Direction for PE file support

learn-more opened this issue 3 years ago · comments

Mark Jansen commented 3 years ago

To add support for PE files there are a few different approaches that can be used:

Import a submodule for LIEF (this also supports other files, maybe all parsers could leverage this?)
Import a submodule for a parser like pe-parse which is more of an iterating parser, and specialized for PE files
Grab some headers / classes from LLVM and write something along the lines of COFFDump
Grab only the PE headers from LLVM and write a complete custom parser
Other (please specify)

What would be the preferred way of moving forward?

Joshua Haberman · Answer 1 · Sun Dec 06 2020 01:49:15 GMT+0800 (China Standard Time)

Thanks for your interest in adding PE support! This is something I've wished for for a while.

Generally with Bloaty I have found that custom parsers are necessary. Bloaty cares about not only the data in the file, but the precise location of each bit of data in the file. For example, for the file headers and symbol table entries, we need to not only read them, but report their byte range within the file.
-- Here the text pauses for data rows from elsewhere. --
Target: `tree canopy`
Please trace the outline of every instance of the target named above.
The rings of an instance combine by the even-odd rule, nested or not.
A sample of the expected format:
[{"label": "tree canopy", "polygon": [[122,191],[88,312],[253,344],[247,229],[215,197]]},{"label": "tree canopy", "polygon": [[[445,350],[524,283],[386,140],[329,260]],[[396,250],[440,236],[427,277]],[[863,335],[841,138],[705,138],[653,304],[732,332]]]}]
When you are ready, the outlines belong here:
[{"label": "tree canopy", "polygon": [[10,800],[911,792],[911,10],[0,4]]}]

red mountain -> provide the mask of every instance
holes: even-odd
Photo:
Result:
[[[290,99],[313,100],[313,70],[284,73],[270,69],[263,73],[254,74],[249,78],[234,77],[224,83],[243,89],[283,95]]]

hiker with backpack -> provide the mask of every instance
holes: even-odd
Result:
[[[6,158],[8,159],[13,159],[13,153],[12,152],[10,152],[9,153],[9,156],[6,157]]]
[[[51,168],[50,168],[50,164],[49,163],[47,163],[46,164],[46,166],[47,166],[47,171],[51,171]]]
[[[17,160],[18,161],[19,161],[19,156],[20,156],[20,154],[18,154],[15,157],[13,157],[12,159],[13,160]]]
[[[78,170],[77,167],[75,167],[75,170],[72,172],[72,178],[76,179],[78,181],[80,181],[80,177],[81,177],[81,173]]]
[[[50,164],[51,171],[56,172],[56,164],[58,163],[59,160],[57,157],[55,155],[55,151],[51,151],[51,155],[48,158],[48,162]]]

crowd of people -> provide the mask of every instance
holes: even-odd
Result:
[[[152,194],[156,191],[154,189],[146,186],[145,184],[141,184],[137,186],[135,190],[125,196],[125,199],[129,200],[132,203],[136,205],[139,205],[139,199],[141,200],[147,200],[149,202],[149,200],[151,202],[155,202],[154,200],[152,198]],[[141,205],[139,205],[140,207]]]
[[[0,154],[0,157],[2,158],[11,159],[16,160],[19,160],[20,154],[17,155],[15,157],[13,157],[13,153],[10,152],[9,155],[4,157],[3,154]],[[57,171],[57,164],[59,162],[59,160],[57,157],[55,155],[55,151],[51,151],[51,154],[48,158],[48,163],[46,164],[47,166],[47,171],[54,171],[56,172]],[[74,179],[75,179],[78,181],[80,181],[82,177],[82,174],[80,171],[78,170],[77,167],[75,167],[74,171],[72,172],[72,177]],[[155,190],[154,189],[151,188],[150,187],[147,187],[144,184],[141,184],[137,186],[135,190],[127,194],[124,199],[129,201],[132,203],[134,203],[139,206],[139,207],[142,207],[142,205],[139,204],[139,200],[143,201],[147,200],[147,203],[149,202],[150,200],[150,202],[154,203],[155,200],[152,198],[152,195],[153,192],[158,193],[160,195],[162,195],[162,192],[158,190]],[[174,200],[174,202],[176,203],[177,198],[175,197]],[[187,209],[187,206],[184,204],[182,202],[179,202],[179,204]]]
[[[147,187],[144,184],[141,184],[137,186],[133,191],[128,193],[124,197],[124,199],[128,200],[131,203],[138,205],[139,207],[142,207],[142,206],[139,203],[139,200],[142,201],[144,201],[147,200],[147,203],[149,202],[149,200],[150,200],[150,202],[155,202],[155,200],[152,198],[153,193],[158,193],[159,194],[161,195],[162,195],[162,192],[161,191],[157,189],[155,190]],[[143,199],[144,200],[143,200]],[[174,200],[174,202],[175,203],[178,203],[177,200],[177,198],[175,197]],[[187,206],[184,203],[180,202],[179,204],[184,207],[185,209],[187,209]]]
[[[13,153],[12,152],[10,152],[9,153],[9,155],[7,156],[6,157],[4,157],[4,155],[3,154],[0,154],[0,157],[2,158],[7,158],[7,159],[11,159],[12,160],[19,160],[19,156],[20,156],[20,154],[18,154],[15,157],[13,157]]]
Generally I've found that existing libraries do not offer this information, because almost no program besides Bloaty needs it. For this reason, all of the existing parsers in Bloaty take the final approach you mentioned (grab the headers and write a complete custom parser). I expect PE will probably require the same.

Mark Jansen · Answer 2 · Mon May 03 2021 17:18:50 GMT+0800 (China Standard Time)

@haberman now that the initial PR is merged,
how do you want to proceed with PE support?

Joshua Haberman · Answer 3 · Thu Aug 05 2021 04:59:03 GMT+0800 (China Standard Time)

Now that we have the lit testing in place, I'm a lot more comfortable moving forward with expanding PE support.

I'd love to see support for:

segments: this would be the regions of the file that the loader will load. The segments name is somewhat ELF-specific, but I think PE has something similar, like in the optional header?
symbols: using the symbol table hopefully we could get some good symbol support here.
compileunits: I assume PE files have this information available for debugging?

What do you think?

Mark Jansen · Answer 4 · Thu Aug 05 2021 14:53:00 GMT+0800 (China Standard Time)

Now that we have the lit testing in place, I'm a lot more comfortable moving forward with expanding PE support.

I'd love to see support for:

segments: this would be the regions of the file that the loader will load. The segments name is somewhat ELF-specific, but I think PE has something similar, like in the optional header?

symbols: using the symbol table hopefully we could get some good symbol support here.

compileunits: I assume PE files have this information available for debugging?

What do you think?

segments seems to be very do-able, the PE header can be split in:

DOS Header
DOS Stub
Rich Header? (not sure if this can be done reliable, otherwise it will be dumped on top of the DOS Stub)
NT header
Per-section header (for each .text, .rdata etc section)

As for symbols: This is usually present in a PDB file, which at least yaml2obj does not support, and which would require another (extra) parser.
PE files with DWARF support should be do-able, but this are only gcc-built binaries, and those are not 'common' other than a few hobby projects.

compileunits: I have no clue to be honest, but if this was present somewhere it would probably also be in the pdb file.